Repository Created by A.J. Brown, 27 Feb 2024
Principal Investigators: Ansley "AJ" Brown, Erik Wardle, Emmanuel Deleon, and Christina Welch
Affiliation: Colorado State University, Agricultural Water Quality Program, Soil and Crop Sciences Department
In Colorado and across the United States, agriculture is identified as a source of nutrient pollution in state and federal waters, with nutrients such as nitrogen and phosphorus running off farmlands into surface waterways, causing quality issues. Despite the lack of regulation for agricultural nonpoint sources in Colorado, initiatives encourage adopting Best Management Practices (BMPs) to protect surface water quality.
The Colorado State University Agricultural Water Quality Program (AWQP) has developed a low-cost, automated water sampler (LCS) with Internet of Things (IoT) technology for scalable, near-real-time water quality research. This development follows from an awarded NRCS Conservation Innovation Grant and shows promise in comparison to commercial-grade equipment and manual collection methods. The project aims to compare water quality and quantity measurements from commercial-grade equipment, the LCS IoT apparatus, and manual data collection methods at a study site in Fort Collins, CO with varying runoff water qualitites due to diverser tillage practices.

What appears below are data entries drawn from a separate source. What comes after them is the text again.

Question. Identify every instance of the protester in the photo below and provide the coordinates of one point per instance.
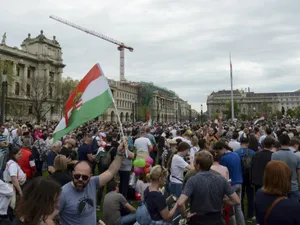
(114, 203)
(60, 173)
(39, 204)
(272, 205)
(209, 209)
(78, 199)
(155, 200)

A baysian approach is used in this analysis to compare water quality measurements from the four methods due to robust quantification of uncertainty and measurement error from this approach. The results of this study will be used to inform future research and provide a methodology for evaluating other sample collection methods and technologies henceforth.

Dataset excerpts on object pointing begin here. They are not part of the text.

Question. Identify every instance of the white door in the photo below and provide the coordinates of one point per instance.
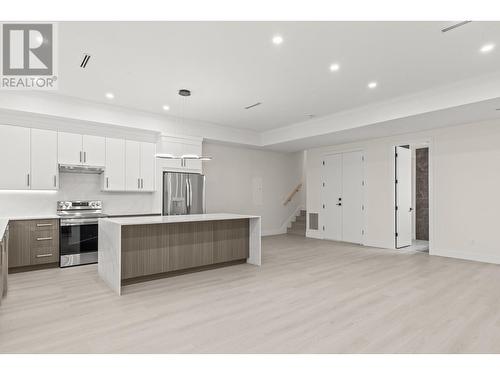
(44, 168)
(69, 147)
(132, 165)
(114, 175)
(352, 197)
(14, 157)
(403, 197)
(332, 197)
(148, 152)
(94, 150)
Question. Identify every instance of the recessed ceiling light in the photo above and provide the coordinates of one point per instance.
(487, 48)
(277, 39)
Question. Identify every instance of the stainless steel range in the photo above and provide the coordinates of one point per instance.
(78, 234)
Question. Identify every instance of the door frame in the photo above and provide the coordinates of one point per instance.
(363, 195)
(413, 143)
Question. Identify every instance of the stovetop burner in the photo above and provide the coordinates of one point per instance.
(80, 209)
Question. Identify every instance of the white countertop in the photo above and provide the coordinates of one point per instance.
(175, 219)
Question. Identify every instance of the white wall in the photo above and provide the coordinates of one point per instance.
(74, 187)
(464, 181)
(235, 174)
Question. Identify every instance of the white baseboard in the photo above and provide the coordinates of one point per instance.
(484, 258)
(272, 232)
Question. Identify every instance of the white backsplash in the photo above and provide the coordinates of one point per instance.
(74, 186)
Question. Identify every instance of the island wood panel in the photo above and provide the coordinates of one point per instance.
(231, 240)
(144, 250)
(150, 249)
(190, 244)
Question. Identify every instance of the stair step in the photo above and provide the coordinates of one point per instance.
(300, 218)
(298, 225)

To compare and contrast water quality and quantity measurements collected from 4 methods:
- Commercial-grade equipment: collecting first flush and subsequent hourly samples, composited for each runoff event
- LCS: collecting first flush and subsequent hourly samples, composited for each runoff event
- Manual collection 1: water samples collected in a plastic bottle by hand at first flush, then at each susbsequent hour, composited for each runoff event.
- Manual collection 2: water samples collected in a plastic bottle by hand at first flush, then at the first hour after first flush, then at the last hour of the runoff event, composited.
- Repository Structure
- Experimental Design and Data Collection
- Data Analysis, Results, and Discussion
- Conclusion
- References
0_docs/
- contains project documentation, including code output reports1_data/
- contains raw data files, including real and simulated data for testing2_code/
- contains source code for data simulation, analysis testing, and real analysisfigs/
- contains figures needed for the repository readme fileLICENSE.md
- this code is licensed under the GNU General Public License v2.0
The study site is located at the CSU Agricultural Research, Development and Education Center (ARDEC) (40˚40′40″N, 104˚59′51″W) near Fort Collins, CO. Located at 1570 m above sea level, the area has an average annual precipitation of 407 mm with an average monthly maximum and minimum temperatures of 17.6 ˚C and 2.7 ˚C, occurring in July and January, respectively. Soils at the site are dominated by Garrett sandy-loams (fine-loamy, mixed, mesic type of Pachic Argiustoll; Soil Survey, 2016) with an average organic matter content of 1.8%, a pH of 7.8, and a textural profile of 52 % sand, 18 % silt, and 30 % clay. This soil type is representative of a high percentage of soils in Northern Colorado irrigated agriculture.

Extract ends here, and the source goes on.